My starting point is the Python implementation here. I have a few questions related to featurization and was directed that folks in this community might be able to offer answers.
In the Python implementation, the feature vectors are built by discretizing each property to be represented into bins. For categorial data (e.g. is the atom in the s-, p-, d-, or f-blocks of the periodic table?) this makes perfect sense, but for continuous variables (e.g. electronegativity or atomic radius) it sacrifices information. However, this “binning” allows the atomic feature vector to be represented as a long vector of zeros and ones rather than a shorter vector of floats. Using default settings, features are binned into roughly ten categories, so in particular the vector is ~10x longer, meaning the weight matrices have ~100x as many entries compared to a float-based implementation.

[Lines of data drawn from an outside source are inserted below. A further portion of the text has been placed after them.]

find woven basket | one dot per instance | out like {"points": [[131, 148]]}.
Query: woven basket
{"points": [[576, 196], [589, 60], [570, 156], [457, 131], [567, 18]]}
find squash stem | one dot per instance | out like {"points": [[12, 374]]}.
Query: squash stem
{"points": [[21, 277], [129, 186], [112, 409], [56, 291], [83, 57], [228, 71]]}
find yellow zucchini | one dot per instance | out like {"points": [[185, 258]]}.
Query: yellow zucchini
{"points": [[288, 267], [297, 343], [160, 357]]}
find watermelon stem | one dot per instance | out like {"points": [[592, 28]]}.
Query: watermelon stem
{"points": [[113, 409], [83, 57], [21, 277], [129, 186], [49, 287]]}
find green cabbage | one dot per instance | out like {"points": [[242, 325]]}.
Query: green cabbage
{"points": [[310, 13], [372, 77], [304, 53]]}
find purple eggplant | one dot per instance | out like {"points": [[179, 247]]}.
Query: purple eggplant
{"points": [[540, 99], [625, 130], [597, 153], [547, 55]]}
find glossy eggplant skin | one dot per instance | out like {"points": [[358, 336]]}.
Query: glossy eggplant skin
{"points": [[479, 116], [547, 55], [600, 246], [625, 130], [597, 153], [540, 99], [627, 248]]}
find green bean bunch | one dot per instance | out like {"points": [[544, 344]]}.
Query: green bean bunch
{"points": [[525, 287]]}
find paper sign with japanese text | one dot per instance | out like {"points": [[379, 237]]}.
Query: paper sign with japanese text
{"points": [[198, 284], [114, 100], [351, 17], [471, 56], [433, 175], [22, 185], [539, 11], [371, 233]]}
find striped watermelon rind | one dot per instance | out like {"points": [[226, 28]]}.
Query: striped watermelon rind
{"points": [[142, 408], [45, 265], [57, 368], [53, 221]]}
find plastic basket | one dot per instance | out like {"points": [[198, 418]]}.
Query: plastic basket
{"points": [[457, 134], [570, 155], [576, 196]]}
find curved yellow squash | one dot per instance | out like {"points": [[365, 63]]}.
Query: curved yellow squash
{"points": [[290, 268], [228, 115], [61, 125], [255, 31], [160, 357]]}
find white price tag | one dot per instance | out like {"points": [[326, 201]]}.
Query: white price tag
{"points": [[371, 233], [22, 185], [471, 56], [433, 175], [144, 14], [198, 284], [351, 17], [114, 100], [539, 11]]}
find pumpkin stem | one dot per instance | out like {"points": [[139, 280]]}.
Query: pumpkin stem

So my first question is, is there a big efficiency boost to be gained from storing/manipulating these atomic features in this way that’s worth longer vectors/larger matrices and also the information loss due to coarse-graining? Or would it make more sense to just use the float values in a Julia implementation?
On a related note, the featurization of the graph edges (bonds) is also done in a very particular way. The bonds only have one distinct feature – their length. However, they are also featurized in a binning process, which is additionally passed through a Gaussian filter such that the vector ends up looking like mostly zeros and then at the slots corresponding to the bond length and those near it, growing and then shrinking (float) values. I assume something about this representation improves the way in which information about neighboring atoms/nodes “propagates” along graph edges/bonds, but I can’t exactly understand why. So my second question is, can someone explain this and convince me whether I should keep this in my Julia implementation as well?
Thanks in advance! Please let me know if anything is unclear (I can add code for instance, but this felt like a more conceptual question so it didn’t seem necessary). For more information on CGCNN’s, you can see the non-paywalled preprint paper here: https://arxiv.org/pdf/1710.10324.pdf (it’s published in Physical Review Letters so you can find the final version there if you have academic credentials).